SOCIALISTI E AZIONE RIFORMISTA
(Parlamento Europeo, una candidatura non corrisposta)
L'invito della segreteria romana (ovviamente "di bandiera e a costo zero"), della mia candidatura al Parlamento Europeo nella formazione dei "Socialisti Uniti per l'Europa", personalmente mi lusinga, oltre a riflettersi come particolare attenzione e riconoscimento di stima per "Azione Riformista - l'Europa dei Cittadini" quale laboratorio di alto profilo sociale, d'incontro e dialogo "con la gente, tra la gente".
"Socialisti Uniti per l'Europa", con il simbolo dello storico garofano rosso, se così realmente fosse, come si vuol far palesare, sarebbe, finalmente!, il compimento da sempre auspicato da "Azione Riformista", a significare la fine della tragica diaspora tra i socialisti da lungo tempo fratelli Caino.
Purtroppo, la realtà, non è propriamente in questi
termini: a livello nazionale il "PS" ("Partito Socialista"
di Nencini) fa riferimento formale al "PD" così come a Savona è confluito nel "PD" locale a sostegno del candidato Boffa alla presidenza della Provincia.
Il "Nuovo PSI" ("Nuovo Partito Socialista", ex De Michelis, attualmente in quota On.li Caldoro e Barani), con simbolo del garofano rosso del tutto similare a quello dei "Socialisti Uniti per l'Europa" (e per tale motivo in attesa di sentenza urgente da parte del Tribunale di Roma che ne decreti la proprietà e conseguente utilizzo ai fini elettorali), è presente a Savona con una propria lista autonoma a sostegno del candidato Vaccarezza, oltre che nei vari Comuni per l'elezione dei Sindaci.
Così pure sono estranei, non partecipano a questo progetto di "vaporosa unità" molti altri movimenti, sia autonomi che sbilanciati a destra o a sinistra.
Circa due anni fa anche a Savona, come a livello nazionale, si era provveduto a concretizzare la "Costituente Socialista" con la partecipazione, d'apprima convinta e poi disillusa, del "NuovoPSI" (Grasselli), dello "SDI"

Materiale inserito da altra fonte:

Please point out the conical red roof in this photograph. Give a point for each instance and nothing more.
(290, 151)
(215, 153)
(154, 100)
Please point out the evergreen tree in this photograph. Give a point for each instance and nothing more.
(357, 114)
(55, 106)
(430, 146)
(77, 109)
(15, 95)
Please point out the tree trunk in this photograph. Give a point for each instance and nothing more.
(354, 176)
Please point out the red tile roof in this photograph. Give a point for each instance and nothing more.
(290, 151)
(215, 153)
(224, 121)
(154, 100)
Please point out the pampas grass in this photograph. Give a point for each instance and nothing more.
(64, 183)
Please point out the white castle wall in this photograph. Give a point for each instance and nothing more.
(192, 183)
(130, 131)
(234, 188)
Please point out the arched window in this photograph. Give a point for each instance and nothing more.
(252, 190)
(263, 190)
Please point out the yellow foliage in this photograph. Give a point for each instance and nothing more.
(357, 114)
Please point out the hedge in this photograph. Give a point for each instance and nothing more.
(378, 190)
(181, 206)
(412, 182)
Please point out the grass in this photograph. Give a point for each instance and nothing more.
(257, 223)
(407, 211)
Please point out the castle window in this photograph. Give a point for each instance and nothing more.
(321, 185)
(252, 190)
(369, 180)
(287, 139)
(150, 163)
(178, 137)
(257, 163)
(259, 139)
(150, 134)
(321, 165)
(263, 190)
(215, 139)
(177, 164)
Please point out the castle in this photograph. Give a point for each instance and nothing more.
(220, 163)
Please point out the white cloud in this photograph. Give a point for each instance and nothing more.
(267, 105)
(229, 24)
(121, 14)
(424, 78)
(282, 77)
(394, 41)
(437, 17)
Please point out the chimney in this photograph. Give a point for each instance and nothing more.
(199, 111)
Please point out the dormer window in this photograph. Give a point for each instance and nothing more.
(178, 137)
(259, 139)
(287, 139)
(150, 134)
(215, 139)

(Caviglia), di "Azione Riformista" (Gigliotti) e della componente "Angius" (De Cia): purtroppo vanificata dopo pochi giorni dai consueti personalismi degli inossidabili direttori d'orchestra dello "SDI": con forte dissenso e fuga di moltissimi compagni.
Evidentemente la parola "uniti" non ha ancora trovato il senso vero del suo profondo significato.
Con tali presupposti, con tali motivazioni, con coerenza nei propri principi, rispettosamente e con non poco rammarico, si è declinato la candidatura al Parlamento Europeo.
"Azione Riformista" continuerà nel suo impegno primario di ricostruzione della nobile casa del Socialismo e del
Riformismo,con costanza ed orgoglio, nella ricerca di una veritiera "pari dignità ed unità d'intenti".